ところが、ビッグデータという言葉が古臭く感じる今日この頃も、状況は大して変わらない。というより、体重や活動量を測っているだけでは、お腹の具合には到底たどり着けなさそうだ。海外には自分が出した「もの」の写真をアップして採点してもらうサイトがあるらしいが、出力だけをいくら集めても内部状態の推定には限りがある。
確かに、遺伝子検査や新たな測定器/センサーなど、手段はまだまだあるだろう。だとしても頭をよぎるのは、我々は現実を少し甘く見過ぎていたのではないかという予感である。
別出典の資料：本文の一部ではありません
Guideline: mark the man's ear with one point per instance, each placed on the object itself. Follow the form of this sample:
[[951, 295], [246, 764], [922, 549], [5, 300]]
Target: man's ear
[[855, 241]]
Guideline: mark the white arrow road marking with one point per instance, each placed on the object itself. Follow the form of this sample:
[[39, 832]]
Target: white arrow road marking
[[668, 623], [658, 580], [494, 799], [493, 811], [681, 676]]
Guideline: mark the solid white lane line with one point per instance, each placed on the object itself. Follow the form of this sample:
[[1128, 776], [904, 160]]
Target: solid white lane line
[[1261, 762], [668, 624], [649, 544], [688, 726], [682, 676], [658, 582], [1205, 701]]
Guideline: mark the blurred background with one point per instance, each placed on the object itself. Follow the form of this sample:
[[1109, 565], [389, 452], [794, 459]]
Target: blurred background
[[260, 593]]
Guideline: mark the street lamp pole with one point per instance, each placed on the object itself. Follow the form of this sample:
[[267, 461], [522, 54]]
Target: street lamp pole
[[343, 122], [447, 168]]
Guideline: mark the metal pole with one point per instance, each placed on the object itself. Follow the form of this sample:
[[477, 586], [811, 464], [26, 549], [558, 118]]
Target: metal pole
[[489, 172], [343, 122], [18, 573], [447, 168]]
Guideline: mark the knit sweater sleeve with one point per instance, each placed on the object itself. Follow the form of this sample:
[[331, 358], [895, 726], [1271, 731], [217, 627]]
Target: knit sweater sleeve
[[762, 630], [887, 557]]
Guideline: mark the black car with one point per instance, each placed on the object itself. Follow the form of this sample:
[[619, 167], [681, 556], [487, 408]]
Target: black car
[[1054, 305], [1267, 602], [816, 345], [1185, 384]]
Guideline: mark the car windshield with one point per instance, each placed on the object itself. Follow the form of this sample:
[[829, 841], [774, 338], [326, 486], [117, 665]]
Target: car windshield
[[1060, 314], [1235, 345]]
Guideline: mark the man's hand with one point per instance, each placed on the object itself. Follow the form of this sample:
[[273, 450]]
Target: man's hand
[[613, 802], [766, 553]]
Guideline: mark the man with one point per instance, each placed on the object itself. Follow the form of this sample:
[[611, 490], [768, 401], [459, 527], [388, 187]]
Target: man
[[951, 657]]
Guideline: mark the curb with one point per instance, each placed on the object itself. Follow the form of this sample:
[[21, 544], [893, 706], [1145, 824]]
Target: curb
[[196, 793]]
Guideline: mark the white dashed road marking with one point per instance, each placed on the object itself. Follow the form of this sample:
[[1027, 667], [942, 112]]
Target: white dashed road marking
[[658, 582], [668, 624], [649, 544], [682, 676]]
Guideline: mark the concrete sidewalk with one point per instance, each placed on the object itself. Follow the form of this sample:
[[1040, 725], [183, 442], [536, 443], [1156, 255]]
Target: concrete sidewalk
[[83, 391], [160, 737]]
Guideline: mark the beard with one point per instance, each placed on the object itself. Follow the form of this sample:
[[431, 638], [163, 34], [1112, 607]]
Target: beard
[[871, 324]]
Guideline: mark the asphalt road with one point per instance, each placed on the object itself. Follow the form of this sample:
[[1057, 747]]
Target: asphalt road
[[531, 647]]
人体に限らず、人々のネット上での活動が広がるにつれて予測しやすくなるはずだった社会の動きも、昨年から今年にかけて、まさかの展開にハラハラさせられっぱなしだ。英Oxford Dictionaries が選んだ2016年のWord of the Yearは「post-truth(ポスト真実)」(関連サイト)。その定義は「relating to or denoting circumstances in which objective facts are less influential in shaping public opinion than appeals to emotion and personal belief(世論の形成において、感情や信念への訴えかけよりも、客観的な事実の影響力が弱い状況を指す)」という。目に見える事実の代わりに、夥しい数の個人の、うかがい知れない内部状態が世の中を大きく動かすさまは、総数が1014に達するとも言われる腸内細菌(参考文献)がおそらく関与するであろうお腹の調子の掴み所のなさと似ていなくもない。
どうやら風呂敷を広げ過ぎたようだ。現在の自分の悩みは、英国のEU離脱でもトランプ政権の誕生でもない。このところ気にかかるのは、やはりお腹の調子である。下痢が治まったのはいい。ところが今度は、やたらとガスがたまって、お腹が張るようになってしまった。人体の奥深さに恐れ入るばかりである。